Вопли Блуфилдов были так болезненны для Дара Дага... он пытался закрыться от них и не мог – слишком тесно был он связан с Фаун... что он помимо воли опустился на колени. Под гневные и огорченные выкрики семейства он пристально посмотрел на осколки стекла. Отгородиться от эмоций Блуфилдов Даг не мог, но мог направить свое внимание в другое русло – это был древний, древний способ справляться с невыносимым.

Он освободил свою сломанную руку из перевязи и пальцами и крюком неуклюже сдвинул большие куски как можно ближе друг к другу.

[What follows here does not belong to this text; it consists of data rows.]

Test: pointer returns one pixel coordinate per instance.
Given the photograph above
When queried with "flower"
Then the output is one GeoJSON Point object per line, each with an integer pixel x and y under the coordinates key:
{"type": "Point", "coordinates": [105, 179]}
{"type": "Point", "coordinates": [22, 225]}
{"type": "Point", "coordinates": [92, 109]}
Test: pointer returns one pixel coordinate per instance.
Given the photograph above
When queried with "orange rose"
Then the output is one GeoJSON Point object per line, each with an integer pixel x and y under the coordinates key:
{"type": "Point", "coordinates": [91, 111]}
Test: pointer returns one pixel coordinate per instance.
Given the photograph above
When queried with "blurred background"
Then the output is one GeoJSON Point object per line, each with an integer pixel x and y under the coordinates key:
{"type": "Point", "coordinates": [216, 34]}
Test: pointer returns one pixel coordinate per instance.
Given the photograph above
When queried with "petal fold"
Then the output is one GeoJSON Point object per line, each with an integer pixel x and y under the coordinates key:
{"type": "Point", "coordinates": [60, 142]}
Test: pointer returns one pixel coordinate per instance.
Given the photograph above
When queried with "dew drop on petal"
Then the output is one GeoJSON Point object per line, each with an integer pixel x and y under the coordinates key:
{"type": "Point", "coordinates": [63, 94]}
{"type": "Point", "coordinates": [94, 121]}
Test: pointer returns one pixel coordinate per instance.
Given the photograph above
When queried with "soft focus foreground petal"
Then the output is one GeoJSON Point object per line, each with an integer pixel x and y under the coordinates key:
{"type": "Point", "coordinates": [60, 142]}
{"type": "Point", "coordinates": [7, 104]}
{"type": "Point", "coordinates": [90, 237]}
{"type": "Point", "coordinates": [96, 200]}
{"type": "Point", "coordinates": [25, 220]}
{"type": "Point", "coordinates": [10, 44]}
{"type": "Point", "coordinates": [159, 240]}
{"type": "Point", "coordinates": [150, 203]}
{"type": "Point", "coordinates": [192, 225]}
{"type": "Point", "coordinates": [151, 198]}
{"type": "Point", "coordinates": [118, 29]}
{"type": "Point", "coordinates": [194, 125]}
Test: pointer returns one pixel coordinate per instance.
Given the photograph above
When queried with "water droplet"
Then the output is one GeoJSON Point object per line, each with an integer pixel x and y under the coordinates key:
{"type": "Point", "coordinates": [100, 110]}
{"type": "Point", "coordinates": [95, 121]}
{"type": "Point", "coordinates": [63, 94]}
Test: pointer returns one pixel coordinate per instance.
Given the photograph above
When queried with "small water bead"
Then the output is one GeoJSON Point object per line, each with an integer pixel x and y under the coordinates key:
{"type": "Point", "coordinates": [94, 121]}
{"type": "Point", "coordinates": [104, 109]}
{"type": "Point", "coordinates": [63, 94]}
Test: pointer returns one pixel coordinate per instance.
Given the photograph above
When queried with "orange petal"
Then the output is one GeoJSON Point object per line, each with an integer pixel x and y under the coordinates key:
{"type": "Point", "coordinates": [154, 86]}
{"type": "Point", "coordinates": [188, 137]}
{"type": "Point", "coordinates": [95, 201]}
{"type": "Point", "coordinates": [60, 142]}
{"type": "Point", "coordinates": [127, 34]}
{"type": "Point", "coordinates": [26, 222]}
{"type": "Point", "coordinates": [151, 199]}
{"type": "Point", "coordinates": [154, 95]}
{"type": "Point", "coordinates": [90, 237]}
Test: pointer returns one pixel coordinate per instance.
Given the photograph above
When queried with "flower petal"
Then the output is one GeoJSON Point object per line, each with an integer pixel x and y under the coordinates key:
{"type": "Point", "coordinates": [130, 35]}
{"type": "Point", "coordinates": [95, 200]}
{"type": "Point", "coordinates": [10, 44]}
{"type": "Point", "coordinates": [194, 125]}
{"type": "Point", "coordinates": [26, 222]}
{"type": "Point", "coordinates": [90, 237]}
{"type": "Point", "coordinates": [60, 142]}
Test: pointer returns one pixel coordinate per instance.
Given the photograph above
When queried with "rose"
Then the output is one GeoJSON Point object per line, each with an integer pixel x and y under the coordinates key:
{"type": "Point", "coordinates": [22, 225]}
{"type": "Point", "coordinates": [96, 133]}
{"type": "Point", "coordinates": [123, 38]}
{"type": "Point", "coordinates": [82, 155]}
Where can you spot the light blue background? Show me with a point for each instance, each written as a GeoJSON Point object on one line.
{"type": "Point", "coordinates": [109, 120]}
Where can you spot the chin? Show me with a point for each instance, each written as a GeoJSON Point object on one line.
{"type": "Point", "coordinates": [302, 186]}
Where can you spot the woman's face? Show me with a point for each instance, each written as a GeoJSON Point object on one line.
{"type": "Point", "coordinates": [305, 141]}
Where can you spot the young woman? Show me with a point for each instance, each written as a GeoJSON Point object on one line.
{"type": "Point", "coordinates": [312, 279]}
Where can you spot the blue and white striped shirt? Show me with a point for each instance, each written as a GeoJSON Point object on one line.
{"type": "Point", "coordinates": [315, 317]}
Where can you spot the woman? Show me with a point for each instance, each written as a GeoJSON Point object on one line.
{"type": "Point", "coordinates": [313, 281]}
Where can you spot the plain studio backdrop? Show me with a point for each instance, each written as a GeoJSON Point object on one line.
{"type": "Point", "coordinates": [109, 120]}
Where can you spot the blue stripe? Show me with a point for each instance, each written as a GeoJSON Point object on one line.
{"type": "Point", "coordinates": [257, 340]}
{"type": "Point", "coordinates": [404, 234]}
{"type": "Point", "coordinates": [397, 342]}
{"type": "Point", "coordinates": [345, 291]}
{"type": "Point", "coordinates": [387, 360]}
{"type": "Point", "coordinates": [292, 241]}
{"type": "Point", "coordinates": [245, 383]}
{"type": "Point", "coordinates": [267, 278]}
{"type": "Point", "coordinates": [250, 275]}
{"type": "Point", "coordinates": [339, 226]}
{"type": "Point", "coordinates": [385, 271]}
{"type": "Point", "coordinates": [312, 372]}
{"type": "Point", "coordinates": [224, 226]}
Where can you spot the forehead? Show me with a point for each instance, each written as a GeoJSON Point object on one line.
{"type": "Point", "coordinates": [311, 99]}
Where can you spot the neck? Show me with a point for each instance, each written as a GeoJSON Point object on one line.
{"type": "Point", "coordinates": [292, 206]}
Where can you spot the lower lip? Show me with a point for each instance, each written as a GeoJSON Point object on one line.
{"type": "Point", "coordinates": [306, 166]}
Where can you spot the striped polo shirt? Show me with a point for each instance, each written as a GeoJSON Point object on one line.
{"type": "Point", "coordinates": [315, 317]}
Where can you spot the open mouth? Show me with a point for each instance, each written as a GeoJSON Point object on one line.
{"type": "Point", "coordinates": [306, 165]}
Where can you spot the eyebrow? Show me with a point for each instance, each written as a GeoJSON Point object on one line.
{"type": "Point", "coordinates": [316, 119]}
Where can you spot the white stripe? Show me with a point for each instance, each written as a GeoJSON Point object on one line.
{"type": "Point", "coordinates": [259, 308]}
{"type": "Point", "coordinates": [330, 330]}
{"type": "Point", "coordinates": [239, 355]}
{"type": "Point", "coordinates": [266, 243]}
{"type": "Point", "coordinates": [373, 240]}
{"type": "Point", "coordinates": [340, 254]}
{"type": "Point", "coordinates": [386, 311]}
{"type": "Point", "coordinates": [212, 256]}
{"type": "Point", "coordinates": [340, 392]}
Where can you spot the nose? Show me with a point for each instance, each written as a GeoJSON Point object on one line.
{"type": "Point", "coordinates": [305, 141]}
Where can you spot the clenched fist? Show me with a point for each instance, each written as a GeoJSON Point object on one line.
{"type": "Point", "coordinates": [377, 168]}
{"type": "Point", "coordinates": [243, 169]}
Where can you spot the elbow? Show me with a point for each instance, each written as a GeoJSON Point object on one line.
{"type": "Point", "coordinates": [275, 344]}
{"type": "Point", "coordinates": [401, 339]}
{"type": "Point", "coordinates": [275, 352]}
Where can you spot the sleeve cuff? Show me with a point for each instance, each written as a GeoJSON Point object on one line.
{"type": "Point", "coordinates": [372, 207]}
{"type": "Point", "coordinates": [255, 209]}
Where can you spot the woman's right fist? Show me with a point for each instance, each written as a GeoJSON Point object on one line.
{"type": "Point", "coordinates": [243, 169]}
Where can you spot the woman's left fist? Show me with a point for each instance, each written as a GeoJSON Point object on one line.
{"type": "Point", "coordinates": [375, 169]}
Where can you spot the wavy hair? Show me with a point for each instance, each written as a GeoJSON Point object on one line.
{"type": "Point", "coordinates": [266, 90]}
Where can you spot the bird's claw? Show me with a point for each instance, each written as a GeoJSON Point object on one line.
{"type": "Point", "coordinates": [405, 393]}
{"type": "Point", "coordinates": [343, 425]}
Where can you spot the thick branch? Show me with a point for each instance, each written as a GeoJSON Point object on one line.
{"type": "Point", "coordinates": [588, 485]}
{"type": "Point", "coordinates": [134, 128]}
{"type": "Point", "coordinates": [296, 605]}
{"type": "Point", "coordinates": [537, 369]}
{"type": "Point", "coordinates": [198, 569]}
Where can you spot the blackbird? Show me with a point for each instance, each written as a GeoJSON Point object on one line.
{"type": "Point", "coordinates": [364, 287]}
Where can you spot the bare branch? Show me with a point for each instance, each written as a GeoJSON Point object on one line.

Теперь мелкие осколки... они ведь не крупнее, чем москиты. Если он мог отогнать москита, он сможет сдвинуть осколок... если сможет сдвинуть один осколок, сможет и два, четыре... много. Даг вспомнил, как нежно пел Дар чаши в солнечном свете в их комнате в Глассфордже, рождая радуги, и начал сам тихо напевать, подбирая правильный тон... да, вот такой.

Стеклянные осколки замерцали, потом сдвинулись, потом поднялись над досками пола. Даг передвигал их не рукой, а Даром руки... Даром левой руки, которой у него не было... мысль об этом оказалась такой пугающей, что Даг в ужасе отшатнулся.

Однако даже ужас не мог разрушить его сосредоточенность. Осколки кружились в воздухе вокруг чаши, как светлячки; каждый искал свое место. Золотой свет пробежал по тонким как паутинки линиям разлома – как жар тигля, как свет звезд, – много сравнения Даг не мог найти. Чаша засияла, отражая его бледное напряженное лицо. Даг продолжал тянуть почти неслышную ноту, и линии света завились водоворотами бледного золота, а потом растеклись по всей чаше, как по поверхности спокойного озера под лучами зимнего солнца.